For All of Us, One Today: An Inaugural Poet’s Journey by Richard Blanco (Beacon Press, 2013)
- “Every story begins inside a story that’s already begun by others.” (pg. 6) How does Blanco make sense of the story he was born into? How do his poems reflect his understanding?
- Blanco explores his fantasy version of America through the television shows that were popular in his youth, like "The Brady Bunch" and "Bewitched." How does popular culture shape our understanding of ourselves and the country we live in? How does Blanco depict the immigrant experience of these images? Does popular culture now reflect more diversity in its representation of what it means to be American? Why or why not?
- This is a short memoir featuring four of Blanco’s poems, three of which he wrote in three weeks for the inauguration.
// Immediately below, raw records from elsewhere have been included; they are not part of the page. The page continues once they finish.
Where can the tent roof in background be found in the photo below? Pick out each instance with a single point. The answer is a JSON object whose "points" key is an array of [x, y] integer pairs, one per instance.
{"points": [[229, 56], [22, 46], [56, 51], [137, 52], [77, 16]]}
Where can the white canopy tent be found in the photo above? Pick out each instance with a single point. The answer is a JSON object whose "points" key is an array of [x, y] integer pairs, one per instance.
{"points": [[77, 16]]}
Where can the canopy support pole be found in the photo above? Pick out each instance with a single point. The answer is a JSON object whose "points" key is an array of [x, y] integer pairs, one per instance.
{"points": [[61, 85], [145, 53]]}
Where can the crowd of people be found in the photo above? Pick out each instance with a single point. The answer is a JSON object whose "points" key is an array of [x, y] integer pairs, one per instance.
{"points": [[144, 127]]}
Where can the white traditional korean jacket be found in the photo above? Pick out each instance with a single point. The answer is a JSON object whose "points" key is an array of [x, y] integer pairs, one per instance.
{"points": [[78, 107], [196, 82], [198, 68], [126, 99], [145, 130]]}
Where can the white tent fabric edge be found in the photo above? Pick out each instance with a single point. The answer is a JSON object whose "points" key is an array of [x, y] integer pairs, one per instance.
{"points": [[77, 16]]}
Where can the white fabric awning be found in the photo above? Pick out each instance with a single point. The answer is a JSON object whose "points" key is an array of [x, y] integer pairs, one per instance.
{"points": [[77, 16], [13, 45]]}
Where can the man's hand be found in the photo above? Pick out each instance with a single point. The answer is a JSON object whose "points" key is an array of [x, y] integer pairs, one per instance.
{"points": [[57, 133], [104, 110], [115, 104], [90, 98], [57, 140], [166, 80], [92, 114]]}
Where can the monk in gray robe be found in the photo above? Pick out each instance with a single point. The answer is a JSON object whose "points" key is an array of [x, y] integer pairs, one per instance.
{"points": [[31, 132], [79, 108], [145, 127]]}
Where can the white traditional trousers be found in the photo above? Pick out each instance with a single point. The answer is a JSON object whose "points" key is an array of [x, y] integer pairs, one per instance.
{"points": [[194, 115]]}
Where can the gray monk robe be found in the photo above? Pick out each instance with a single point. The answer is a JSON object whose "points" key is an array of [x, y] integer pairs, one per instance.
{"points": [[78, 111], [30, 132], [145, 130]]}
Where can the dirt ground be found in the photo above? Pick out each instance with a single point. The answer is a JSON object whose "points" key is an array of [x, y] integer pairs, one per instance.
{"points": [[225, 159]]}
What do you learn about Blanco’s style and subject matter? How has Blanco’s poetry evolved from “América” to “One Today”? What has remained consistent?
- How does Blanco reconcile his career as a civil engineer with his calling as a poet? How might this provide a template for us all to incorporate artistic creation in our lives?
- Blanco speaks of the struggle in writing three occasional poems in three weeks. What is his process in balancing the needs of the occasion with his unique voice as a poet?
- The poem that was ultimately chosen for the inauguration, “One Today,” started with this prompt: “What do I love about America?” (pg. 60) What do you think about what he highlighted? What resonated for you in the poem? How would you answer this question?
- Blanco describes his life with his partner Mark in a small Maine town. He alludes to the difficulty of growing up gay as a Cuban-American, but he talks about the support they receive in their community. How is this love and community reflected in his vision of America?
- How does Blanco depict the experience of inauguration day? Why do you think he was chosen to write the inaugural poem? Why do you think there have been only five inaugural poets selected in American history?
- Blanco writes, “Poetry was born in the oral tradition, something I have always strived to honor, believing that reciting a poem should create an experience for the listener unique from that of simply reading the poem on the page.” (pg. 71) Does the experience of reading a poem to yourself and hearing it performed by its author impact you differently? What do you notice in reading versus listening/viewing?
View a PBS News Hour video of Blanco reading “One Today” at the inauguration.
- Blanco states that his mission is to open people’s lives to poetry. How do you think this can be accomplished? What ways can poetry matter in our lives? Share a poem that has meant something to you.